The role of classical and novel peripheral markers of hepatitis B virus in reflecting the intrahepatic viral reservoir and their impact in improving the clinical management of hepatitis B infection

Traditional virological biomarkers, historically used to evaluate the natural course of Hepatitis B virus (HBV) infection and to guide treatment choices for chronically infected patients, are suboptimal. Indeed, these biomarkers are not exhaustive in terms of prognosticating the risk of liver disease evolution and the outcome of anti-HBV treatment, as well as they do not reflect adequately the intrahepatic HBV reservoir. In this light, in the recent years, multiple novel non-invasive biomarkers blowed up in the landscape of HBV diagnostics, being proposed as affordable surrogate markers of the pool and activity of HBV intraheaptic reservoir, and as promising tools for disease staging, HCC-risk stratification and anti-HBV therapy optimization. However, to date, the clinical application of these novel biomarkers is limited by the lack of specific criteria guiding their utilizaton in clinical practice.
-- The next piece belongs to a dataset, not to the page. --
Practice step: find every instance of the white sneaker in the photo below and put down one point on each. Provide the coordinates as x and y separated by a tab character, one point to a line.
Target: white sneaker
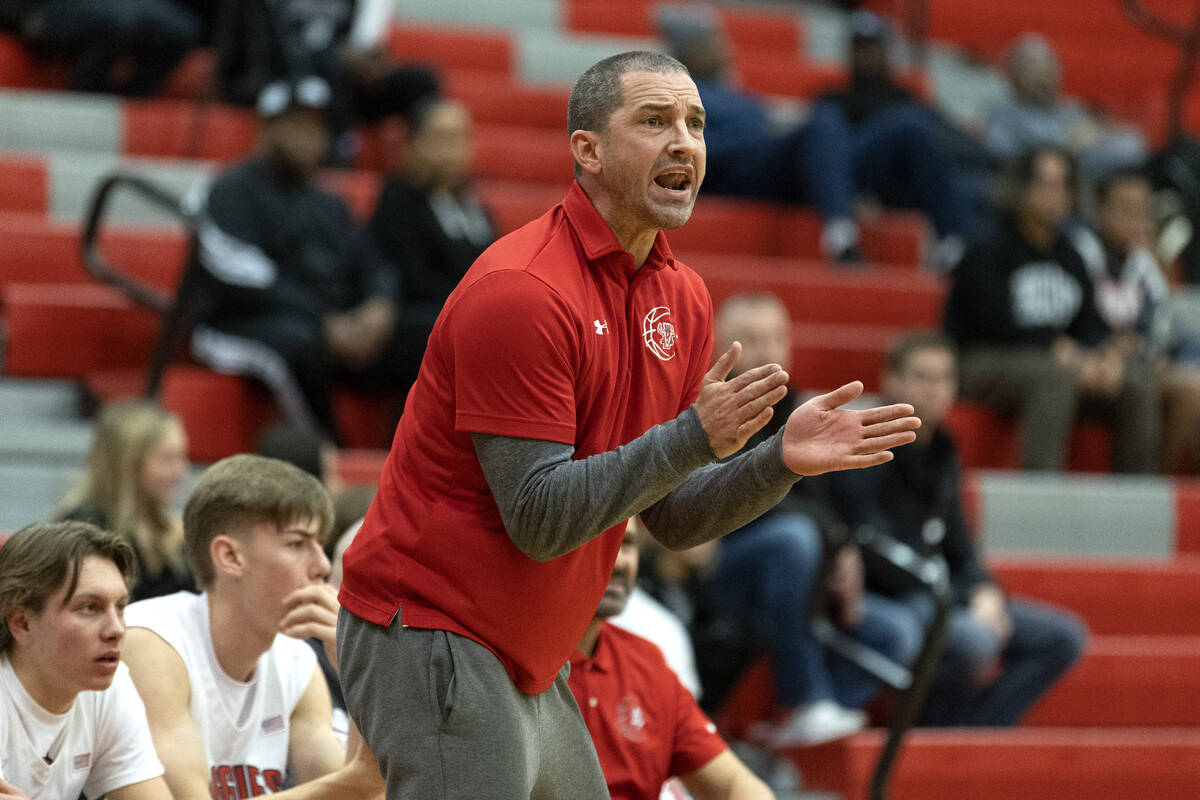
810	725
In order to fill this gap, the studies presented in this PhD thesis, aim at defining how the novel emerging peripheral HBV biomarkers can improve the estimation of HBV intrahepatic reservoir and the occurrence of HBV integration into human genome, an event known to promote hepatocarcinogenesis. Furthermore, the studies included in this thesis have also identified, for the first time, specific cut-offs for the application of these virological biomarkers in different clinical settings as HBeAg negative chronic infection, HIV co-infection and in patients developing HCC despite virological suppression. Overall, the data presented in this PhD thesis strongly enlarge the current knowledge on HBV novel biomarkers and their correlation with intrahepatic viral reservoir and pave the way for their extended clinical usage, coupled to classical HBV markers, in ameliorating the clinical management of HBV-infected patients.